Malware often uses scripts to perform the first actions in the infection chain. A common example is an Office attachment that contains a malicious macro, which executes some PowerShell code to download the next stage. The malicious macro, which is usually written in Visual Basic for Applications or VBA in short, is a script, as is the mentioned PowerShell code.

At first, the definition of a script is given. After that, the importance of knowing how to analyse said scripts is discussed, as well as a way of working when analysing these scripts. The latter part includes language specific tips for common languages.

Table of contents

Defining terminology

For the ease of use, all non-compiled programs are referred to as scripts in this blog. This crude definition is obviously not applicable to all languages, but this article is not focused on providing an exact definition. Rather, the focus is on the practical handling of non-compiled code.

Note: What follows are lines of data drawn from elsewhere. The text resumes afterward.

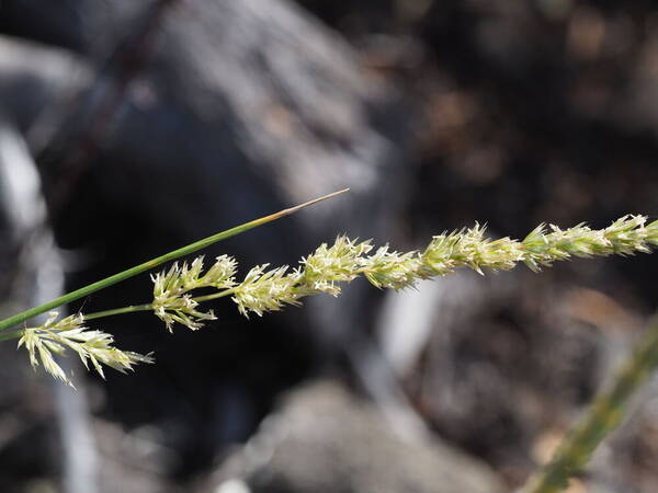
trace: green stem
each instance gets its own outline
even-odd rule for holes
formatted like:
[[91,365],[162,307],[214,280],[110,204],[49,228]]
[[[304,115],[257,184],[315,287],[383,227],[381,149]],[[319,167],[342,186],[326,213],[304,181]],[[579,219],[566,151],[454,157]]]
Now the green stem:
[[23,332],[25,332],[24,329],[13,331],[13,332],[5,332],[4,334],[0,334],[0,341],[9,341],[10,339],[19,339],[20,336],[23,335]]
[[218,241],[222,240],[226,240],[227,238],[230,237],[235,237],[236,234],[240,234],[245,231],[248,231],[252,228],[256,228],[258,226],[262,226],[265,225],[268,222],[271,222],[273,220],[280,219],[282,217],[288,216],[293,213],[296,213],[297,210],[307,207],[309,205],[316,204],[320,200],[325,200],[327,198],[331,198],[334,197],[339,194],[342,194],[344,192],[347,192],[349,188],[345,190],[341,190],[339,192],[334,192],[332,194],[329,195],[325,195],[322,197],[316,198],[314,200],[309,200],[307,203],[300,204],[298,206],[295,207],[291,207],[287,209],[283,209],[279,213],[275,214],[271,214],[270,216],[265,216],[265,217],[261,217],[259,219],[254,219],[252,221],[249,222],[245,222],[243,225],[240,226],[236,226],[235,228],[230,228],[227,229],[226,231],[222,231],[218,232],[216,234],[213,234],[208,238],[205,238],[203,240],[196,241],[194,243],[191,243],[186,246],[183,246],[181,249],[178,250],[173,250],[172,252],[166,253],[164,255],[158,256],[156,259],[152,259],[148,262],[145,262],[143,264],[136,265],[132,268],[128,268],[124,272],[121,272],[118,274],[114,274],[113,276],[106,277],[102,280],[99,280],[97,283],[90,284],[88,286],[84,286],[80,289],[77,289],[75,291],[68,293],[64,296],[60,296],[59,298],[55,298],[52,301],[48,301],[46,303],[39,305],[38,307],[34,307],[31,308],[30,310],[25,310],[21,313],[18,313],[13,317],[10,317],[8,319],[4,319],[2,321],[0,321],[0,331],[4,331],[7,329],[10,329],[14,325],[18,325],[19,323],[22,323],[29,319],[32,319],[33,317],[36,317],[38,314],[45,313],[46,311],[53,310],[54,308],[60,307],[61,305],[67,305],[70,303],[72,301],[76,301],[80,298],[83,298],[86,296],[91,295],[92,293],[95,293],[98,290],[104,289],[106,287],[110,287],[114,284],[121,283],[122,280],[128,279],[133,276],[136,276],[137,274],[141,274],[146,271],[150,271],[151,268],[157,267],[158,265],[161,265],[166,262],[170,262],[172,260],[179,259],[181,256],[188,255],[190,253],[194,253],[198,250],[205,249],[207,246],[209,246],[213,243],[216,243]]
[[553,493],[567,488],[569,479],[589,461],[599,444],[624,416],[633,393],[658,366],[658,316],[619,369],[612,385],[600,392],[582,421],[564,438],[555,456],[525,488],[527,493]]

A note is to be made about scripts that can make extensive use of compiled code. In here, one can think of Python or PowerShell. Python can use native libraries, or be converted in a standalone binary that contains the Python interpreter. PowerShell can use the Dot Net Framework’s codebase to perform certain actions. The analysis of such a script is still based upon the non-compiled code that is visible to the analyst, which is why its handled in this article within this course.

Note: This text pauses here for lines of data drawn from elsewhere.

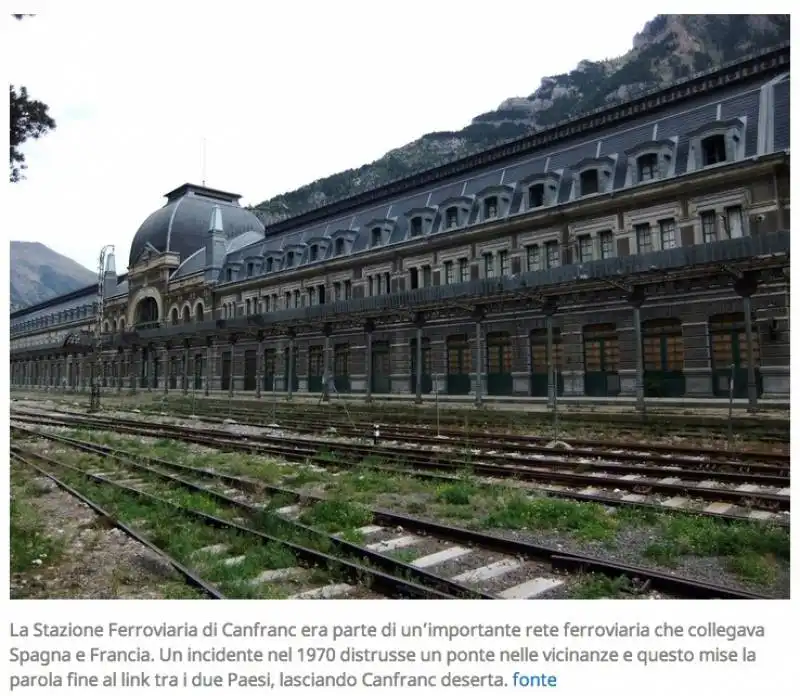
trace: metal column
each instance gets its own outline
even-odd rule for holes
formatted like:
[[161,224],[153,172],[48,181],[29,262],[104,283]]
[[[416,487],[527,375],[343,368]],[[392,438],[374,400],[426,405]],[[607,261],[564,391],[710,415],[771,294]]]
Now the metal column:
[[189,343],[183,347],[183,394],[189,394]]
[[294,334],[289,335],[289,365],[287,368],[286,379],[289,381],[286,384],[286,393],[289,401],[292,400],[292,388],[294,387]]
[[264,384],[264,339],[258,337],[258,347],[256,348],[256,399],[261,398],[261,388]]
[[417,324],[417,383],[415,401],[418,404],[422,403],[422,326]]
[[483,404],[483,320],[475,322],[475,405]]
[[371,324],[367,324],[364,330],[367,333],[367,356],[366,356],[366,372],[367,372],[367,396],[366,402],[369,403],[372,401],[372,330],[373,326]]
[[744,330],[747,338],[747,408],[749,411],[755,411],[758,405],[758,385],[753,355],[753,307],[749,295],[742,298],[742,305],[744,307]]
[[644,356],[642,349],[642,316],[638,306],[633,307],[633,340],[636,341],[636,410],[644,413]]
[[553,360],[553,315],[548,314],[545,318],[547,327],[547,406],[555,408],[556,388],[558,382],[555,379],[554,360]]
[[206,344],[206,396],[211,390],[211,379],[214,375],[214,341],[209,340]]
[[[290,351],[291,353],[291,351]],[[329,326],[325,326],[325,354],[324,364],[322,367],[322,400],[328,401],[331,398],[329,383],[333,379],[331,372],[331,330]]]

The importance of analysing scripts

As stated in the introduction, scripts are often used early on in the attack chain, although they can also be found within the later stages to persist the malware on the system. The early stages are especially interesting from a Blue Team’s perspective, as the earliest opportunity to block malicious software is the best one. Obviously, this is not to say that other options to also block the malware should be ignored.

Scripts are often looked at for a short amount of time, whereas a later stage payload might take up much more time. The time spent on a single instance of a payload, be it a script or executable, is not the only thing to take into account, as one also has to take note of the frequency. There are usually multiple scripts that lead to the same (or a very similar) executable. As such, its a good still to become proficient in quickly analysing scripts.

Way of working

Before diving into language specific tips, some more general tips related to scripts will be covered. It’s important to always have easy access to an interpreter of the language you are analysing. Not all interpreters can handle all code. Using JavaScript as an example, the browser’s embedded JavaScript interpreter will handle some code different when compared to Microsoft’s wscript or NodeJS.

Make small proof-of-concepts to ensure your assumptions work. A mistake is easily made, and working off faulty assumptions can, and will, come back to haunt you.

Needless to say, life is easier when using syntax highlighting in your text editor. One can use any text editor that works, ranging from a console based application such as vim or nano, to a fully fledged editor such as Notepad++ (Notepadqq on Linux distributions) or Visual Studio Code.

When refactoring code, you can always use the search and replace functionality. Note that this function often supports regular expressions! As these search and replace actions are often executed in a sequence, its messy to keep pressing undo (or CTRL+Z) until the script is back to the way it was. Instead, its easier to open a new tab, editor instance, or file where a temporary copy is stored before attempting to refactor the code. Also take into account that string literals might contain whatever value you aim to replace, thereby breaking the script. Its clarifying to highlight all occurrences of a specific term before replacing it.

Being on the target platform can often help when dealing with more platform specific code. Some platform independent code can behave differently on one platform than it does on another. Different behaviour is not necessarily common, which makes it harder to spot. As such, it is easy to diving into an unknown rabbit hole, whilst analysing the script is the actual goal.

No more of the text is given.